The four per cent compliance level of the total national population which the scheme has achieved is too low. Serious efforts should be made to bring more people into the pension coverage net. This will involve proper enlightenment programmes and the strict enforcement of the Pension Reform Act. Unfortunately, it is the same government that should take the lead in compliance and enforcement that is in greatest default.

Government must be reminded of how some of its failures in the past have promoted systemic corruption. When a worker who has given his all suddenly discovers upon retirement that there is very little or nothing to fall back on in his old and vulnerable years, what signal are we inadvertently sending to those left in service? Have our governments and employers given adequate thought to the time-tested aphorism that a society is known by the way it treats its old and vulnerable citizens? More than pensions and gratuities, insurance schemes, when well funded and adequately managed, ensure a life of dignity and fulfillment for workers during their retirement and old age. 

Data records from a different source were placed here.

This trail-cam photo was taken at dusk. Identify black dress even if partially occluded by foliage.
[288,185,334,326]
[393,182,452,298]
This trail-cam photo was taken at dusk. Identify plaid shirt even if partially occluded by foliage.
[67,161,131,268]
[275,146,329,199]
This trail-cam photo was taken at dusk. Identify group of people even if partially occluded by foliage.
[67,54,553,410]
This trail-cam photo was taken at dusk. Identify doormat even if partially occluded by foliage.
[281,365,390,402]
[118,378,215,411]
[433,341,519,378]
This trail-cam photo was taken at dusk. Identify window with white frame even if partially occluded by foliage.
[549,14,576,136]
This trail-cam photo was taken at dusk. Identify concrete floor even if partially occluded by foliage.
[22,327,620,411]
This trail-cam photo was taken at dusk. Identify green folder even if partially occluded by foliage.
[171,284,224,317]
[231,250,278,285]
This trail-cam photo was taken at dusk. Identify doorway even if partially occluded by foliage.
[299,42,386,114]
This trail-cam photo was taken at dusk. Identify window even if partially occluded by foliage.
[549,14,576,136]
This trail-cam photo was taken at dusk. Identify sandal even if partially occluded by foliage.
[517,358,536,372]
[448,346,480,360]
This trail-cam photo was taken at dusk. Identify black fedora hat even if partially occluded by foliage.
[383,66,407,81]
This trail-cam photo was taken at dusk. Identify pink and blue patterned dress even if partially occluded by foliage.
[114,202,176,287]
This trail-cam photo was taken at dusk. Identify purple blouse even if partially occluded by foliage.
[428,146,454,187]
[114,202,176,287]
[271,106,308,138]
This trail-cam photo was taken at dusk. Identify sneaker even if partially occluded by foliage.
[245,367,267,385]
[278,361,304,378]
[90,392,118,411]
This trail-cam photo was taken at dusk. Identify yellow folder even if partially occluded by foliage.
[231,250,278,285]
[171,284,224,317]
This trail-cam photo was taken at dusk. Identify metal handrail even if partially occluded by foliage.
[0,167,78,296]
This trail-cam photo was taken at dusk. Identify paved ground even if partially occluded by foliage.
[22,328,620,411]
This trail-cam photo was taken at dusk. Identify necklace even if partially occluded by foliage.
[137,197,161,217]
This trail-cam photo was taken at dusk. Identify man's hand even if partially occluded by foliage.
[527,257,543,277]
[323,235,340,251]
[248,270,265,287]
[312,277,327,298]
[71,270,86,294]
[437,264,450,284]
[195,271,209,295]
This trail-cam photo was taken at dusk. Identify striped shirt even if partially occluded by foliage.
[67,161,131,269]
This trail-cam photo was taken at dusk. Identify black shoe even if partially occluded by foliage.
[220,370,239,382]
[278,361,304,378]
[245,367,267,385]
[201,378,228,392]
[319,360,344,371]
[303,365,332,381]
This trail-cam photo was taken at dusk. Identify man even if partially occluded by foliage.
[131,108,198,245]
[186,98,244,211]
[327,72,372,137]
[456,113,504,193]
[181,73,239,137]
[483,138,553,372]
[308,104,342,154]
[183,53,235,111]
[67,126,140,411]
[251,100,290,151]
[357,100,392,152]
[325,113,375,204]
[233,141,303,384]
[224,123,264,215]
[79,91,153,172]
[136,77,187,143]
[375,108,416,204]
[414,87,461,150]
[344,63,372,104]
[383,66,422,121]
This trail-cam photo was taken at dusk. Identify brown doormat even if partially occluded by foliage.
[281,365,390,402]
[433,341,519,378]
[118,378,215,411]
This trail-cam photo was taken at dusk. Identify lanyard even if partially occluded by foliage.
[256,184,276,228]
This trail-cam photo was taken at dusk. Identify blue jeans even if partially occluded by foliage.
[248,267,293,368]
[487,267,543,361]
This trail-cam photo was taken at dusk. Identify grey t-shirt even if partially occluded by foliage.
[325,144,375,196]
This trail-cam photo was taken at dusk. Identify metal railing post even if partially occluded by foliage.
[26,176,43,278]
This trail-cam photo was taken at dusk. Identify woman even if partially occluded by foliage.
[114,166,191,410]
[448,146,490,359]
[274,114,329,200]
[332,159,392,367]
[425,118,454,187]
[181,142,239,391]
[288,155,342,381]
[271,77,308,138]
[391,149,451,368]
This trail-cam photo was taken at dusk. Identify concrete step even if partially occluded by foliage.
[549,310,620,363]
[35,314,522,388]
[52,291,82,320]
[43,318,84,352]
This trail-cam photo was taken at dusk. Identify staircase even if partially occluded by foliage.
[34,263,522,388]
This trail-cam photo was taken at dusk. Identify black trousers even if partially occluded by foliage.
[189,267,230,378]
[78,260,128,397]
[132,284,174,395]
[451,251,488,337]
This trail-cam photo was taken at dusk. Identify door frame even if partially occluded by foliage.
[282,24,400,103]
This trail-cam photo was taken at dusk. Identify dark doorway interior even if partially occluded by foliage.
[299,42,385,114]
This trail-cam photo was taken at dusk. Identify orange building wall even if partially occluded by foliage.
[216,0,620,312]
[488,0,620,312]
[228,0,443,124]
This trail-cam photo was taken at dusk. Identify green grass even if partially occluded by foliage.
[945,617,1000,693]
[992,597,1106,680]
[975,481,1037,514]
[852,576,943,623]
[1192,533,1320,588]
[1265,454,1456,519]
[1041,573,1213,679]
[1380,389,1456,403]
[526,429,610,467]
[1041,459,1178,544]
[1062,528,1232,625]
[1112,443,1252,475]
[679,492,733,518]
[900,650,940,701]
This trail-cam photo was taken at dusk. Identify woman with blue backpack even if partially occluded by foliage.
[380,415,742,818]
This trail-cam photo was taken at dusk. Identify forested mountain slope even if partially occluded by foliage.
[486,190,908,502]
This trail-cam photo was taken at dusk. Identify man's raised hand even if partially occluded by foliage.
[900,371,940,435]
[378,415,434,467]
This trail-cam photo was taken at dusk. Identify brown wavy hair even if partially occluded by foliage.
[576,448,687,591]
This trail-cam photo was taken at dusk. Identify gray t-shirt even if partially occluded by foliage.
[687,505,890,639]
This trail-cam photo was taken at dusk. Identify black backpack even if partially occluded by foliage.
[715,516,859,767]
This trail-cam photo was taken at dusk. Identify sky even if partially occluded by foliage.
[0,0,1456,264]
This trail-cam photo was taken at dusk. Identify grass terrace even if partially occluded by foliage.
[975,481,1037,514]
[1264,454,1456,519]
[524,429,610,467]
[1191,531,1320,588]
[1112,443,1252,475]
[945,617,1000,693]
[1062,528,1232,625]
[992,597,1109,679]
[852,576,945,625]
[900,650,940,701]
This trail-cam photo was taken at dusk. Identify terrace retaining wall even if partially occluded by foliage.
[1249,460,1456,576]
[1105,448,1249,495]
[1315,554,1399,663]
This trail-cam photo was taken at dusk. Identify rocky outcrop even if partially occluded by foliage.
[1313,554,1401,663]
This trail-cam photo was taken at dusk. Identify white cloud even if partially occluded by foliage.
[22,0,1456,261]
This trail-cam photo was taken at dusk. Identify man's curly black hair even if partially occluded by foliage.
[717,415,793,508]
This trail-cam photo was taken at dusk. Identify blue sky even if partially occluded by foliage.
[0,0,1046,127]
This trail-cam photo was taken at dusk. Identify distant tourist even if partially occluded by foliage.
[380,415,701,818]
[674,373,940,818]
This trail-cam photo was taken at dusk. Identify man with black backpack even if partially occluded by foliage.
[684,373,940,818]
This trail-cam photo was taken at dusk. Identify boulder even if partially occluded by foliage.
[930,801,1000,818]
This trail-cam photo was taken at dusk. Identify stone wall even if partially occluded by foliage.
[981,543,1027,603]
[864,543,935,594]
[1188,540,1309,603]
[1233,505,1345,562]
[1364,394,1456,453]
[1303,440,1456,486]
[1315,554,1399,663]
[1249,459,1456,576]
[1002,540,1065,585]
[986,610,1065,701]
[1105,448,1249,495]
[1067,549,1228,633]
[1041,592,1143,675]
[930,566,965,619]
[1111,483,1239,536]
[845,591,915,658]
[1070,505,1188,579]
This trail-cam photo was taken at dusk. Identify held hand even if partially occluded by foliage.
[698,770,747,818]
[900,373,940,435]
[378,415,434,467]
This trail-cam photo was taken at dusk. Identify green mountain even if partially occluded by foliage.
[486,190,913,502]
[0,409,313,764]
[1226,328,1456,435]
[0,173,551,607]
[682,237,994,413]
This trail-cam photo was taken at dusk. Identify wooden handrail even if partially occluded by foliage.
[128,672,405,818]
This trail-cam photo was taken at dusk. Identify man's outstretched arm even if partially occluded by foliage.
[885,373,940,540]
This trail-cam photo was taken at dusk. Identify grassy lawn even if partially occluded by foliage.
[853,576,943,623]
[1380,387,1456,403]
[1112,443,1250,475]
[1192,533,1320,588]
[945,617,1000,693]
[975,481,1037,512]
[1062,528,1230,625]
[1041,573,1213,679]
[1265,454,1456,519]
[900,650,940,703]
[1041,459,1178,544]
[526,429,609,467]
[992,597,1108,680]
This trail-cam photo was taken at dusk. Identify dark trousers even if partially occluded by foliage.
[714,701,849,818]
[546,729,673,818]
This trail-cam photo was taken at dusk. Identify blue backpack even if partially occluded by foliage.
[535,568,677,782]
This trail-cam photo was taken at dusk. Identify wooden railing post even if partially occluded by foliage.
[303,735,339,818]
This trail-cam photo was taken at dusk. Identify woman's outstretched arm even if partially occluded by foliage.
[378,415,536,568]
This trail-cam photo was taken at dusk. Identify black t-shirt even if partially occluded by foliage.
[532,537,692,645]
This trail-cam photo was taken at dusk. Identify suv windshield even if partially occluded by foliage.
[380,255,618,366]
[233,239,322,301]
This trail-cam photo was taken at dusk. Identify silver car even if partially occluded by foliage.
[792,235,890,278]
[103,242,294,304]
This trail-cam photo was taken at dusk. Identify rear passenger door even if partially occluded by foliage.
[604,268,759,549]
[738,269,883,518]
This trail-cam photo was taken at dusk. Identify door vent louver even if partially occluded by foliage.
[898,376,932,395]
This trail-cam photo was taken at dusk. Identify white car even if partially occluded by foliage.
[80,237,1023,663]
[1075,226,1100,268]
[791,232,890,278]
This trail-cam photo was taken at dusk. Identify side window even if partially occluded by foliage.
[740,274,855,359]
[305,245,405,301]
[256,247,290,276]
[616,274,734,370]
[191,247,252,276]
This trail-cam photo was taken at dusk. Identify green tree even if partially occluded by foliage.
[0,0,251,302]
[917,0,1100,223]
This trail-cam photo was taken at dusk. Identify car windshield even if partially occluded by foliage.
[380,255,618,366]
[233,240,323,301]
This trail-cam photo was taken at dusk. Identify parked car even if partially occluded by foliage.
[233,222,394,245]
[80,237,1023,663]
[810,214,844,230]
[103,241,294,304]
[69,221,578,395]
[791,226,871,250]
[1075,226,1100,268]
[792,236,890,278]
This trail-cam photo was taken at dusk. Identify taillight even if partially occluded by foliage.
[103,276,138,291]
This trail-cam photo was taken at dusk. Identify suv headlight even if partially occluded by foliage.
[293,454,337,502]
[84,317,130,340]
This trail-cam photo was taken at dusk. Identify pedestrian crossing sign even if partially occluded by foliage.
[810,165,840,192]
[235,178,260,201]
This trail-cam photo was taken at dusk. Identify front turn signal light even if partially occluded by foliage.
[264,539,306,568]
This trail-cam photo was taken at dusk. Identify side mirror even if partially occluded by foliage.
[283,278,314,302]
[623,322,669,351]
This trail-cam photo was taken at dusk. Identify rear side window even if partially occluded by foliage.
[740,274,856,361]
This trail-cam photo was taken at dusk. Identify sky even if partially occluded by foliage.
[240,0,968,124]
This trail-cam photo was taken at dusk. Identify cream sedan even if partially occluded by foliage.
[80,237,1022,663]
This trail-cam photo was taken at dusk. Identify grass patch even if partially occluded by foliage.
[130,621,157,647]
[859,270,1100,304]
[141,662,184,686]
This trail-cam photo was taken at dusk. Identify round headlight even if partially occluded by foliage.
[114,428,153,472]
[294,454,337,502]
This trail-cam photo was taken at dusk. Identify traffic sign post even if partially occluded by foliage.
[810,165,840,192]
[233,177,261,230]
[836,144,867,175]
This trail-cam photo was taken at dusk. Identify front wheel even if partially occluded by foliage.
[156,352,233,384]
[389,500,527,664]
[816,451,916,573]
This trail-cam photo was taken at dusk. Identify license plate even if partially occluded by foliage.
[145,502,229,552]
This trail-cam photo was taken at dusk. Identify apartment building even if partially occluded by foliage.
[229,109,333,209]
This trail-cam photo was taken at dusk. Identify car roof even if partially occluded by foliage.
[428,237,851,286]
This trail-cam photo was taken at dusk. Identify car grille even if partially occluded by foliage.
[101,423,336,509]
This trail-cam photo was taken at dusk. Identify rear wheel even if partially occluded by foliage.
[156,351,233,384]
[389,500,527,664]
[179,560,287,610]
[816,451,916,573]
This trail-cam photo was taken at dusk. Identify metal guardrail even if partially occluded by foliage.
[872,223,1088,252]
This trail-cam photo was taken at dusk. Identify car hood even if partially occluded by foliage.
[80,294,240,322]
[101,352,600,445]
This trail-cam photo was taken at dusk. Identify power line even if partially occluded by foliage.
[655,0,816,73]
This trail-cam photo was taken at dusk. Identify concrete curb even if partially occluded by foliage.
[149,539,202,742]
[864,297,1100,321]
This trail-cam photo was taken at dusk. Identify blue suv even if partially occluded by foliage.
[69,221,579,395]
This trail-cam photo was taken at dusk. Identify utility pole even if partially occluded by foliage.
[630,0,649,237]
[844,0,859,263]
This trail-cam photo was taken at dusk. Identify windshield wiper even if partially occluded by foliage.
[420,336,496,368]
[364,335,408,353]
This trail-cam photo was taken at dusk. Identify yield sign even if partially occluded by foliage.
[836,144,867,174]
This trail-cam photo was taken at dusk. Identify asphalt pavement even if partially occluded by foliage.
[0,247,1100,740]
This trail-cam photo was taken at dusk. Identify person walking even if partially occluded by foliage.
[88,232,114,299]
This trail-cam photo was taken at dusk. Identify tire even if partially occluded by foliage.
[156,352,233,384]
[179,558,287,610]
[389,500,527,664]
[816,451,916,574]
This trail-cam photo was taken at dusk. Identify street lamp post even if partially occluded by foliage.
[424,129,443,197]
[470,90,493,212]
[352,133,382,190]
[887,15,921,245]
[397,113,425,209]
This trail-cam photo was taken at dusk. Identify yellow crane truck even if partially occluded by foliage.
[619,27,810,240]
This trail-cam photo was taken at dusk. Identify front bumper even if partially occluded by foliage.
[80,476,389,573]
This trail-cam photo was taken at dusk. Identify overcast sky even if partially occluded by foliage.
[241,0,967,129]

It has become necessary to call on operators of the pension scheme to ensure a better projection of the scheme and its benefits.  The challenges of the scheme, such as low enrolment, delayed remittances into workers’ Retirement Savings Accounts and the ridiculously low pensions that cannot really guarantee basic decent living for participants in their old age, should be addressed.  When Nigerian workers actually see the gains of the pension scheme in the lives of their retired colleagues, they will be more receptive to advice to enrol in the National Pension Scheme.